93 Senior Counsel who appeared for Mr Hutchinson made the following submissions:
(a) In order to justify a transfer of this proceeding to the Supreme Court of NSW, Rushleigh must demonstrate that it is in the interests of justice that the transfer order be made. It has failed to demonstrate that proposition. The expression "the interests of justice" is not synonymous with the interests of a party (BHP Billiton Ltd v Schultz (2004) 221 CLR 400). Nor is the selection (or change) of jurisdiction to be made in order to achieve the application of any law for a party including for that matter s 6 of the LRMPA (Opes Prime Stockbroking Ltd (In Liq) (Scheme Administrators Appointed) v Stevens [2014] NSWSC 659).

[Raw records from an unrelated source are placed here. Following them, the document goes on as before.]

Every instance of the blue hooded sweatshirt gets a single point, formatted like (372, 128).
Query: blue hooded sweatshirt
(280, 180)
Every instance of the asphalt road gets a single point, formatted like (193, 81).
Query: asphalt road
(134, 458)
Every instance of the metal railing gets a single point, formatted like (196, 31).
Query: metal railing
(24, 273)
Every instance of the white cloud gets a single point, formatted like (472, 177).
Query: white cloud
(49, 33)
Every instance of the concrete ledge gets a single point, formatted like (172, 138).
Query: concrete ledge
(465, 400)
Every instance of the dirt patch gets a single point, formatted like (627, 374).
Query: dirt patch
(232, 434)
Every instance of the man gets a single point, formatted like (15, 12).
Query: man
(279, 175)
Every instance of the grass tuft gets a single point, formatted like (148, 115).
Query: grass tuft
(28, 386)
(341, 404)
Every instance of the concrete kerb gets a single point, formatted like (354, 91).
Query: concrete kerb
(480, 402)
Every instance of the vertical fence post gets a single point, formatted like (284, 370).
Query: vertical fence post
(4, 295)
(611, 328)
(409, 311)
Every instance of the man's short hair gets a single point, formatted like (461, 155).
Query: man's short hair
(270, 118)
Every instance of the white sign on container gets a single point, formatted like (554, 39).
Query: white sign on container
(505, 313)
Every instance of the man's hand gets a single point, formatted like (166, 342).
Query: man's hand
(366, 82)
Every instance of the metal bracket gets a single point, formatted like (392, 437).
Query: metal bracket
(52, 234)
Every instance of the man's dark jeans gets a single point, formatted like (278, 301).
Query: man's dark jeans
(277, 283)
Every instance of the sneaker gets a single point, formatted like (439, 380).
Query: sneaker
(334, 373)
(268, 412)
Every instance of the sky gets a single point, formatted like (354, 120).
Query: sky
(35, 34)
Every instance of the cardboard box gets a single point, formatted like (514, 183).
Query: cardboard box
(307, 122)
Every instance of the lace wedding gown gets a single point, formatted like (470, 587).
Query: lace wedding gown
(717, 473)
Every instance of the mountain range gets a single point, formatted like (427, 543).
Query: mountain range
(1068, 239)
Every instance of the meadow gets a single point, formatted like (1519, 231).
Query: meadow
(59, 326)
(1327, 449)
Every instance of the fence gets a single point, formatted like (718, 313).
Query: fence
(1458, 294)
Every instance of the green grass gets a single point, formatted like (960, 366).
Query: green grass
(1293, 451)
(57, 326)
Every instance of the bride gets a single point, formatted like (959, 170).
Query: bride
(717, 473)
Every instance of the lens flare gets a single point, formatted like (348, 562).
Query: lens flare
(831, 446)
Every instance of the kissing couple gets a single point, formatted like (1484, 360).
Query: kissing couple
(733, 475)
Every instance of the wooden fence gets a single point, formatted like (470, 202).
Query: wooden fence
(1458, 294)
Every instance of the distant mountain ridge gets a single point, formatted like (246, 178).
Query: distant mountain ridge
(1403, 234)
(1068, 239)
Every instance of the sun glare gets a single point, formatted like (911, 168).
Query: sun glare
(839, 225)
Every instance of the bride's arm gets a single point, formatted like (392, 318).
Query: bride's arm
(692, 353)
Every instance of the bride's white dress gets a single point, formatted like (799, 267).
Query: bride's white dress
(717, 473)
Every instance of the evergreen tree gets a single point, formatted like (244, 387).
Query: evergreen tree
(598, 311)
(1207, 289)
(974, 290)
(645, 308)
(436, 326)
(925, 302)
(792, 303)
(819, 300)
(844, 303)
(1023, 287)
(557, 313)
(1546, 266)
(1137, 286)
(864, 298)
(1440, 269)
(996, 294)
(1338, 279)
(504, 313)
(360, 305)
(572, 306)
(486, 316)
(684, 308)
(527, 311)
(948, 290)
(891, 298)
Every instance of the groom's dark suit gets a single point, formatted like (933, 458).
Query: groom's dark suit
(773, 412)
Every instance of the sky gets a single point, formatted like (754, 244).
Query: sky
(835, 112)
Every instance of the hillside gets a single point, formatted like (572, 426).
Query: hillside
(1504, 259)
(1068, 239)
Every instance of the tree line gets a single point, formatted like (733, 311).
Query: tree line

(b) A fundamental underlying premise in the discretionary considerations relied upon by Rushleigh in its transfer application is the notion that the Supreme Court will be able and willing to hear and determine the Swiss Re proceeding and this proceeding at the same time in order to provide to Rushleigh the advantages which a concurrent determination would provide to it by reason of the operation of s 6(3) of the LRMPA. This submission requires this Court to speculate as to the way in which the Supreme Court would organise its cases, an exercise which this Court should not undertake.
(c) The reasons advanced by Rushleigh in support of the order for transfer do not justify the making of that order. At present, there is no judgment in favour of Rushleigh against any of the defendants. Indeed, there may never be such a judgment. Further, there is no proceeding presently on foot between Rushleigh and the insurers. Rushleigh has consciously and studiously avoided commencing such a proceeding in this Court. In addition, in order for it to prosecute a claim against those insurers, it would first need to obtain leave pursuant to s 6(4) of the LRMPA. It has not even sought leave at this stage. The outcome of any future application for leave under s 6(4) of the LRMPA is a matter of speculation. The outcome of the Swiss Re proceeding is a matter of pure speculation as matters presently stand.
(d) There are few overlapping issues of substance between the Swiss Re proceeding and this proceeding.
(e) The reasoning of the Court of Appeal in Chubb is probably unsound. The reasoning of Nicholas J in AECOM should be preferred and followed.
(f) Mr Hutchinson does not wish to be embroiled in the Swiss Re proceeding in the Supreme Court. He is currently not a party to that proceeding and is a complete stranger to the subject matter of that proceeding. Indeed, the present proceeding raises issues which are somewhat narrower in compass when compared with those raised in the Swiss Re proceeding.